“NaMo wave is sweeping India” – this seems to be the favorite mantra of most political analysts and election watchers these days. But is it? BJP sans NaMo seems to have lost its individual identity and the party’s prime ministerial candidate himself seems to attract extreme reactions. The only question that I find crucial to the development of my India seems to have drowned in the cacophony of political debate that is raging across the nation – Is NaMo capable of gaining the unequivocal support of 272 (out of 543) Lok Sabha MPs? Or will the world’s biggest-yet elections throw up yet another coalition where powerful regional groups will hold the finance ministry to ransom?

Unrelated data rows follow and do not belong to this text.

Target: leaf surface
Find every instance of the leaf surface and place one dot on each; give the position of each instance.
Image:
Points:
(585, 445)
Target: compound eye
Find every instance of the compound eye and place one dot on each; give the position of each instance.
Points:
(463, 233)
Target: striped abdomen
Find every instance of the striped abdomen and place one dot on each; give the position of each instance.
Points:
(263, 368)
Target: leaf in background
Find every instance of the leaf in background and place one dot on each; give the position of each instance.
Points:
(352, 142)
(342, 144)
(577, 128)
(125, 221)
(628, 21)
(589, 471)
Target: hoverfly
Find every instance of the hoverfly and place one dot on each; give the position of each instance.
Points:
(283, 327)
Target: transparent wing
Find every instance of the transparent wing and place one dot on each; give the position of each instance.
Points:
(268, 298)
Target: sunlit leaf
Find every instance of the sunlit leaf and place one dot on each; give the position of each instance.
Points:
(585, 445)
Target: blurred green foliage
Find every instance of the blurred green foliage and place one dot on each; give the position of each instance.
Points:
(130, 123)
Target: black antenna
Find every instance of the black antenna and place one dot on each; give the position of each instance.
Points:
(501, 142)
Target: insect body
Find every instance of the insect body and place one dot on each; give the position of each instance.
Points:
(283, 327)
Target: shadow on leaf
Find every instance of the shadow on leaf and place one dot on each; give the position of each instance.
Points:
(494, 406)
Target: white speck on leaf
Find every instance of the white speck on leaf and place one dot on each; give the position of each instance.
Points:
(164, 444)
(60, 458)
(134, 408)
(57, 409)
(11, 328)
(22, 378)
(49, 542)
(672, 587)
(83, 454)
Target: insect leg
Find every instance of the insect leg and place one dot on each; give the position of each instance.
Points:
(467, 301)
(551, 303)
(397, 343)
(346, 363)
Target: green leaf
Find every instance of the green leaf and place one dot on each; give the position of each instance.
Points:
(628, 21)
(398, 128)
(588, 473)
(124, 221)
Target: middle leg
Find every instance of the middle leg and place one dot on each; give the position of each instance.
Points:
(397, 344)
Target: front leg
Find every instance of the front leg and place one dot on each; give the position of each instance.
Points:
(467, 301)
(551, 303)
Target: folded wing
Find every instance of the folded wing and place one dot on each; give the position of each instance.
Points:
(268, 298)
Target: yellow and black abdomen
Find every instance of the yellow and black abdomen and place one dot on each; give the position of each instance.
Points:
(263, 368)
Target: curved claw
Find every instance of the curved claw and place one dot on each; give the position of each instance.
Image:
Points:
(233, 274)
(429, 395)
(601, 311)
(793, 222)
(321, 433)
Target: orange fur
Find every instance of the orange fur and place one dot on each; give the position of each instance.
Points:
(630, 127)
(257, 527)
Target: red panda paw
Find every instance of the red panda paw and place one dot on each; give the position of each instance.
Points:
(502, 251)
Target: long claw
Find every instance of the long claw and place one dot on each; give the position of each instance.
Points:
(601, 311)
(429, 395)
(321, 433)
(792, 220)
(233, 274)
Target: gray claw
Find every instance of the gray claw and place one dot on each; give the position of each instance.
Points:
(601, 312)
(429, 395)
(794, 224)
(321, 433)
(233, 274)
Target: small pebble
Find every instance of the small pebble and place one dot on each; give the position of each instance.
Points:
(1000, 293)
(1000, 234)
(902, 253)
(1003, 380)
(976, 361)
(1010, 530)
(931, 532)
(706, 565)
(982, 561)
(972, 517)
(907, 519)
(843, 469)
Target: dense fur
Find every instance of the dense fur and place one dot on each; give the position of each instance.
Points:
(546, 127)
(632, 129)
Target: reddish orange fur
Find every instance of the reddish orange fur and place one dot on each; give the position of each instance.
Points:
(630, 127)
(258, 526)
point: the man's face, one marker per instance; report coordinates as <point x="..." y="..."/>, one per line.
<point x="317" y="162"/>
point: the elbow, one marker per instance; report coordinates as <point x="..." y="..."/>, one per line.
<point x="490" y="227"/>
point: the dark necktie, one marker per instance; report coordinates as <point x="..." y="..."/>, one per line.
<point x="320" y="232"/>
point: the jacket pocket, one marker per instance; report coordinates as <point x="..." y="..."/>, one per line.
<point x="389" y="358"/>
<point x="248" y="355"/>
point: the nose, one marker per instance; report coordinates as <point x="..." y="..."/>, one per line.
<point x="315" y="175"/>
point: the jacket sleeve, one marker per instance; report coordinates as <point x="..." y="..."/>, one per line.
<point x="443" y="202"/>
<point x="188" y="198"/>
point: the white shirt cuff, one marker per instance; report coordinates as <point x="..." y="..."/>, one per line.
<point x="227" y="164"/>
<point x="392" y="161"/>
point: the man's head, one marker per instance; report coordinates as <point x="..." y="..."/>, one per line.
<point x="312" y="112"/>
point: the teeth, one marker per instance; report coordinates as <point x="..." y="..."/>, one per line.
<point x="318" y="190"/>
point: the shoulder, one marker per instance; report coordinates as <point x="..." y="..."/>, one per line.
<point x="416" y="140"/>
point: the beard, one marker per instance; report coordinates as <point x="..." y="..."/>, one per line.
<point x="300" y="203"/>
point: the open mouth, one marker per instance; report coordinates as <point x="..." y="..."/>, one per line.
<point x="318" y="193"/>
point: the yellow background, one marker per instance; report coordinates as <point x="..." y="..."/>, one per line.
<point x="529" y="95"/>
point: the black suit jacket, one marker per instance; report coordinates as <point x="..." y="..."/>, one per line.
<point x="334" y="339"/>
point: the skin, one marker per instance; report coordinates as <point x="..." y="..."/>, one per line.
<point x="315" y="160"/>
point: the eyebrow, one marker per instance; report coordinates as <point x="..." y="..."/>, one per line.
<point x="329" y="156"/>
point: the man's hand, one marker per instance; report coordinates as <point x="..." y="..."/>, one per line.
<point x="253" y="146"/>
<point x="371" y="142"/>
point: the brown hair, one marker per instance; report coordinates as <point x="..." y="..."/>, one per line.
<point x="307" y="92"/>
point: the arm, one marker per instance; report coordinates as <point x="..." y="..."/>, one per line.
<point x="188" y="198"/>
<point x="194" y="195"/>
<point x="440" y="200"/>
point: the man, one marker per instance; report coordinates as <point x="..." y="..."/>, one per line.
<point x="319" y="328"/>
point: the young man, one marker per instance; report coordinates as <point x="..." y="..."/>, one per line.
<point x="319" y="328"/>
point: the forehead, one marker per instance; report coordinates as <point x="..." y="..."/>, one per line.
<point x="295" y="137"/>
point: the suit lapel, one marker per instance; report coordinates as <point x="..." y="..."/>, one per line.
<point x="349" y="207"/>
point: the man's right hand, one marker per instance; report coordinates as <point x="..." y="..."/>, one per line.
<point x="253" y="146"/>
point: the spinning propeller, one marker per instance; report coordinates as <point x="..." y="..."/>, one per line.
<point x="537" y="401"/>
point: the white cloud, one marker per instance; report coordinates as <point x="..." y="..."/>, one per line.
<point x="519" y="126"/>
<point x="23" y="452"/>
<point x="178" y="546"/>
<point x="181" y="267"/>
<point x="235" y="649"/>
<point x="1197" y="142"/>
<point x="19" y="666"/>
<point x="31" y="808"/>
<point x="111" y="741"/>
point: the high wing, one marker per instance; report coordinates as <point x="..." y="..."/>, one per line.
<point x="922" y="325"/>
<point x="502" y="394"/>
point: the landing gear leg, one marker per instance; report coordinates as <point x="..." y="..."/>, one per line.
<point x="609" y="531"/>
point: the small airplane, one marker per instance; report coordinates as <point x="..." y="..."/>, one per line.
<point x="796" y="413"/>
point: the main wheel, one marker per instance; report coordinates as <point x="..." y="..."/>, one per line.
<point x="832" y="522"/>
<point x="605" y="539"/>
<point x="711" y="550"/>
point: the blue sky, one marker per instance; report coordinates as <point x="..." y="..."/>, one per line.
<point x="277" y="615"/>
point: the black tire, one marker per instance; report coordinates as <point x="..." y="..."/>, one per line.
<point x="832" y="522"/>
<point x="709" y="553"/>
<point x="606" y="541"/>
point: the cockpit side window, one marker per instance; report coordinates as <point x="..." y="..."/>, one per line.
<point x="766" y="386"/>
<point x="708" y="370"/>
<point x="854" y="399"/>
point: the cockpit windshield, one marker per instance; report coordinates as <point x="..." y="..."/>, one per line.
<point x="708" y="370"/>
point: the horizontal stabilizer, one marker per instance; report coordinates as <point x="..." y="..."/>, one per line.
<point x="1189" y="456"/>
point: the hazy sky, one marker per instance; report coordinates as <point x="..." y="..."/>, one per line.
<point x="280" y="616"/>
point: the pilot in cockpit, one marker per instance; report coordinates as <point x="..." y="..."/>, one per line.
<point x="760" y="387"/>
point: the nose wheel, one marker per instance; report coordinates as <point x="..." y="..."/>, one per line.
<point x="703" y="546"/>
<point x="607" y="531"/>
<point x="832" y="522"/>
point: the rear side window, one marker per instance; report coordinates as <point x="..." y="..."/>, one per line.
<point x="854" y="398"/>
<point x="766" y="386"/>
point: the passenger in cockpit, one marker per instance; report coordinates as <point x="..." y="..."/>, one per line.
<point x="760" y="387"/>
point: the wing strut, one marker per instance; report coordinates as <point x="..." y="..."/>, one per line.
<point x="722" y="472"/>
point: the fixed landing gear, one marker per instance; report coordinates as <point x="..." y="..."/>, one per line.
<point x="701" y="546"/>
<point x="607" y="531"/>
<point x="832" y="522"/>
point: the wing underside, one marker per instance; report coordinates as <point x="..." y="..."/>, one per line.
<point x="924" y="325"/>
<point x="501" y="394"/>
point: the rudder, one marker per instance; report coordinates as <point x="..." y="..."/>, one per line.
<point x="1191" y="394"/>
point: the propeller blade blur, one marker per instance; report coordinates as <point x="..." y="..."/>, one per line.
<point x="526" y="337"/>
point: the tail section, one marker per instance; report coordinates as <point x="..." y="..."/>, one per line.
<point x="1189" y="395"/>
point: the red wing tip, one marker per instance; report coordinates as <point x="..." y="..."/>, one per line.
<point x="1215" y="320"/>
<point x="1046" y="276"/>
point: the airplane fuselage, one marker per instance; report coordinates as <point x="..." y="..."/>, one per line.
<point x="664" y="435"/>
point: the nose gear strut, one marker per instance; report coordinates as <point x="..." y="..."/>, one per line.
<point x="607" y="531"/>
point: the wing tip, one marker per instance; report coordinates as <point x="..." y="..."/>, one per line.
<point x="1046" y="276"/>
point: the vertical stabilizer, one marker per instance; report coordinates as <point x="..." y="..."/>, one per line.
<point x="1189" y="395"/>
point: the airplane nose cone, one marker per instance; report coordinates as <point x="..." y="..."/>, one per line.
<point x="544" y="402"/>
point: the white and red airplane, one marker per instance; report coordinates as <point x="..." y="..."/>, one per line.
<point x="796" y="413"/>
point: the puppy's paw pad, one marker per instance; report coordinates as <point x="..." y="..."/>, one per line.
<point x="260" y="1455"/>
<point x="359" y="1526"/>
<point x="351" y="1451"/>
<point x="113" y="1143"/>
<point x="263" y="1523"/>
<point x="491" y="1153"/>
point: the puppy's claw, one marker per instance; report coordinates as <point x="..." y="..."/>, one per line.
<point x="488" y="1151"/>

I must admit that these questions do little to assuage my fears or those of any keen follower of the Indian economy. According to unofficial statistics, the Indian economy concluded the 2013-14 fiscal year with an expansion of about 4.9% – another worrying year of an unstable rupee, volatile markets, and under-5% growth.
Standard & Poor, the international credit rating agency, has currently assigned India a BBB – rating with a negative outlook. This is the lowest investment grade rating awarded by the agency and a further downgrade would mean a “junk status”. The agency warns of a further possible downgrade if the rate of economic growth falls further with a severely fractured coalition hampering the introduction of much needed policy reforms, food and supply management, and a consolidation of fiscal policies.
The heartening news here, however, is that S&P’s ratings have nothing to do with the party or even the coalition in power but will take cue from the pace at which economic reforms are introduced by the new government and the scope of these reform policies. It stands to reason, though, that the more active coalition members are in the government’s economic decision-making, the more frustrated and impotent any decisive action is likely to be.
The credit rating agency has launched an exacting study into Indian markets and the future of the country’s economy in the current political context. The two S&P reports that spell out these concerns – “India’s Election Is Pivotal For Its Sovereign Creditworthiness” and “The New Government’s Reform Policies Will Be Critical To The Credit Profile Of Indian Corporates And Banks” – reveal that a stable and growth-oriented government is essential to salvage the credit ratings of not only the country but also the banks and corporates that reflect the country’s credit health.
In early April, Moody’s Analytics also issued a statement expressing concern over the deteriorating credit conditions in India. Moody’s current rating of India is Baa3 with a stable outlook while Fitch ratings also give India a BBB – but with a stable outlook.
Back home, however, NaMo hopes have kept the Nifty indices buoyant throughout March & early 2014. In March 2014, FII net purchases in Indian markets amounted to INR 25,376.45 crores – the highest in a long time. Economy watchers predict a clear 5-7% upmove in the indices, thanks to the hope that NaMo may yet be capable of salvaging the failing growth graph of the economy. The real test of any new Prime Minister chosen by India, will undoubtedly be the ability to harness errant political demands to build up a growth-oriented, cohesive, and futuristic economic plan of action.
What India needs at the moment is a politically stable and economically capable leadership; a sound finance ministry that can work with the country’s leading financial institutions towards economic growth. Whether that dream is to become a reality or not, depends on the verdict of 814.5 million votes, the results of which will be announced on May 16, 2014. India waits with bated breath!